- The Washington Times - Saturday, July 7, 2001

ASSOCIATED PRESS
Wall Street's pessimism about earnings deepened yesterday, sending the Dow Jones Industrial Average down 227 points with more bad news in the technology sector.
The latest earnings warnings, combined with news of an increase in the June unemployment rate, exacerbated fears that second-quarter results might be even worse than expected and that a business turnaround will not happen before 2002.
The Dow fell 227 to 10,253, for a loss of 2.2 percent, extending its drop of the previous two sessions.
Broader stock measures also tumbled. The Nasdaq Composite Index closed down 76, or 3.7 percent, at 2,004 its fourth consecutive daily drop, while the Standard & Poor's 500 index lost 29 to 1,191, or 2.4 percent, its third straight such decline.
The losses capped a disappointing week for all three indicators. The Dow ended the week down 2.4 percent its seventh straight weekly decline while the S&P; dropped 2.8 percent. The Nasdaq saw the biggest decline, sliding 7.2 percent for the week.
Trading volume was light throughout the week because of the Independence Day holiday Wednesday. Still, analysts said the drop reflects a general uneasiness about where the market is headed.
The degree of the reductions made investors think twice about other technology issues, including IBM, which fell $5.60 to $106.50, and Intel, which dropped $1.41 to $28.43.
Non-technology stocks weren't immune from investors' frustration. America West Holdings, the parent carrier for America West Airlines, fell 34 cents to $9.32 on news it expects the carrier to post a second-quarter net loss because of the weak U.S. economy and high fuel prices.
But retailer Federated Department Stores managed a small gain, rising 23 cents to $38.24, despite a profit warning blamed on weak sales.
The reduced forecasts are the latest in a string of warnings that began weeks ago in advance of second-quarter reports due out this month.
Although Wall Street was expecting weak results, the extent of the warnings, combined with most companies' inability to predict when those figures will improve, has fouled investors' mood. The fact that warnings have come from an array of sectors, rather than just technology as expected, has also upset the market.
As a result, instead of buying stocks on expectations of a future turnaround, investors have been cautiously buying during the market's dips and selling as soon as stocks showed any strength. The losses have also eroded the market's huge rally this spring, although the major indexes remain well above their lows for the year.

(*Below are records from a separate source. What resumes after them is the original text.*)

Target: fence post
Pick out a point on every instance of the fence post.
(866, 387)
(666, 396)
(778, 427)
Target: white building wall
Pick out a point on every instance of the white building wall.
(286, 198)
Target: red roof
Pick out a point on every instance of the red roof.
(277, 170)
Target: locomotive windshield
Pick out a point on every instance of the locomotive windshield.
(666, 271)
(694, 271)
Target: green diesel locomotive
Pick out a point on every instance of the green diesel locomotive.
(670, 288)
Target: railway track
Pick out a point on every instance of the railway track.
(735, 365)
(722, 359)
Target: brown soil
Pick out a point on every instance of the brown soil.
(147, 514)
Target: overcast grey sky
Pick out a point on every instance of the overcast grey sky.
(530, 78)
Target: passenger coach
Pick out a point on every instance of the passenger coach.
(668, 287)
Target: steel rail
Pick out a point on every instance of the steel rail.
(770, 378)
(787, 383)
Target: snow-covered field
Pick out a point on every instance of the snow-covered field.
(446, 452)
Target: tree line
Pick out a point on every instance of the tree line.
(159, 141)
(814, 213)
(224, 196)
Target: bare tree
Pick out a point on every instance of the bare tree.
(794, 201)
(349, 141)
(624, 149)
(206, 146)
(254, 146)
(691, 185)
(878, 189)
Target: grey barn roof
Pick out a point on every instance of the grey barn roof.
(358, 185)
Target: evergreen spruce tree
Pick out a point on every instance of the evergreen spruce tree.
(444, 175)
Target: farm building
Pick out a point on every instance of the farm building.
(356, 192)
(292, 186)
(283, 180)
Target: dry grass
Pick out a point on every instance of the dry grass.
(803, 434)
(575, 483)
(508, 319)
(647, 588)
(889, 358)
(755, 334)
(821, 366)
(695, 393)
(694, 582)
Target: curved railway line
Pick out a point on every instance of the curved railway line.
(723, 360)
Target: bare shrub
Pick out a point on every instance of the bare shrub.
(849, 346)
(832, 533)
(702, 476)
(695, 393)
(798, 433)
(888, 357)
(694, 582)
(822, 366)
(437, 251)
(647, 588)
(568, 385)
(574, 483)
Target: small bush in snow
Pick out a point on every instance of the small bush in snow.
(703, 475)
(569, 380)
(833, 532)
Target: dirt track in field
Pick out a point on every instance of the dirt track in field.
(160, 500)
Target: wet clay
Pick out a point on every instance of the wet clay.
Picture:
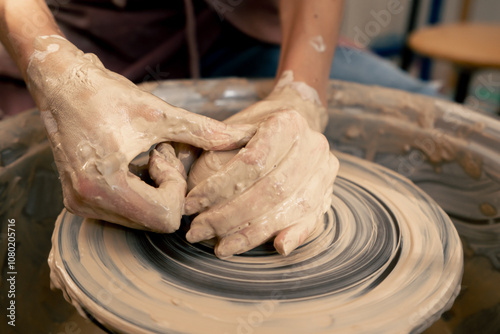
(30, 190)
(387, 259)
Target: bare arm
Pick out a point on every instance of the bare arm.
(286, 172)
(310, 30)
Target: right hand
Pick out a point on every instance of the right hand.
(97, 121)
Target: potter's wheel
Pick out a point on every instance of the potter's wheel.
(387, 259)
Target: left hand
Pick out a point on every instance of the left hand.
(279, 185)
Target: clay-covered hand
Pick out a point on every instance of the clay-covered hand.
(97, 122)
(279, 185)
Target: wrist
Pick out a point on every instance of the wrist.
(303, 98)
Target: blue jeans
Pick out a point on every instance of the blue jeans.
(261, 61)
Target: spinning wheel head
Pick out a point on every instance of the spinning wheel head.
(386, 259)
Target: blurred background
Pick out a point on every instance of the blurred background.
(362, 20)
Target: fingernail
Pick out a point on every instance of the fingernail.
(189, 207)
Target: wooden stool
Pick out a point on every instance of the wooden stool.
(470, 46)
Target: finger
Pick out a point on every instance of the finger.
(124, 199)
(293, 236)
(304, 207)
(271, 143)
(161, 161)
(280, 185)
(168, 123)
(209, 163)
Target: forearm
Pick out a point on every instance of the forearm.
(310, 31)
(20, 22)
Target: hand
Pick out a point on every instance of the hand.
(97, 122)
(279, 185)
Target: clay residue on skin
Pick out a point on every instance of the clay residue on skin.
(318, 43)
(357, 246)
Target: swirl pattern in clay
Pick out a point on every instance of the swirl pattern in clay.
(386, 260)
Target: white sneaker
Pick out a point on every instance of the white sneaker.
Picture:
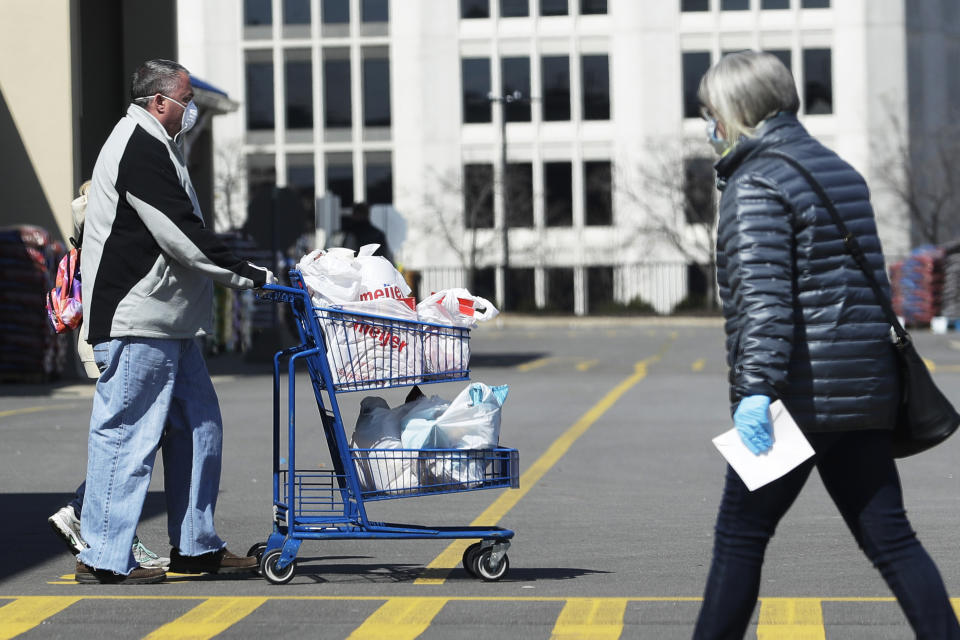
(148, 559)
(66, 525)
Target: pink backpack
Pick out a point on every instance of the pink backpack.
(63, 301)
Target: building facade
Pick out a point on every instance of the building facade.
(548, 152)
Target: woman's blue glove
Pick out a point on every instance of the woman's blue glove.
(752, 419)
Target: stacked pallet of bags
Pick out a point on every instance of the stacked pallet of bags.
(919, 286)
(951, 280)
(30, 351)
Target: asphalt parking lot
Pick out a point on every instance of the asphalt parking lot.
(613, 518)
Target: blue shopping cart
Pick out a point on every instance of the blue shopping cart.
(346, 351)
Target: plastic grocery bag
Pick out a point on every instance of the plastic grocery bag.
(445, 351)
(471, 421)
(377, 434)
(332, 276)
(361, 349)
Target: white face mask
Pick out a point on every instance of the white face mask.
(189, 118)
(719, 144)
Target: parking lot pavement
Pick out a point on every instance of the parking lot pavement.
(614, 516)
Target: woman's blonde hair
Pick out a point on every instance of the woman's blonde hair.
(745, 88)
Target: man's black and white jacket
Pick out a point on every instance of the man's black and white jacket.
(149, 262)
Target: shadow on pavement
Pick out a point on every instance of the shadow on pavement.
(511, 359)
(27, 540)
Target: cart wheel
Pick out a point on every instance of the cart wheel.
(487, 571)
(268, 566)
(257, 551)
(469, 559)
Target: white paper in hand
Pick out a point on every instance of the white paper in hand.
(790, 448)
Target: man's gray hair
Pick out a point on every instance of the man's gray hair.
(155, 76)
(745, 88)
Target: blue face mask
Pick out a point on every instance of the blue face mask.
(719, 144)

A new Labor Department report gave investors little reason to change their strategy. The figures yesterday showed the nation's unemployment rate rose 0.1 percentage point to 4.5 percent in June from May as manufacturers continued to endure heavy job losses and demand for workers in service industries fell to the lowest level in 10 months.
Declining issues led advancers 2 to 1 on the New York Stock Exchange. Volume was 1.04 billion shares, compared with 928.74 million at the like point Thursday.
The Russell 2000 index fell 9.47, or 1.9 percent, to 483.26.
Overseas markets were also weak. Japan's Nikkei stock average fell 2.4 percent. In Europe, Germany's DAX index dropped 2.3 percent, Britain's FT-SE 100 lost 1.3 percent and France's CAC-40 slipped 2.4 percent.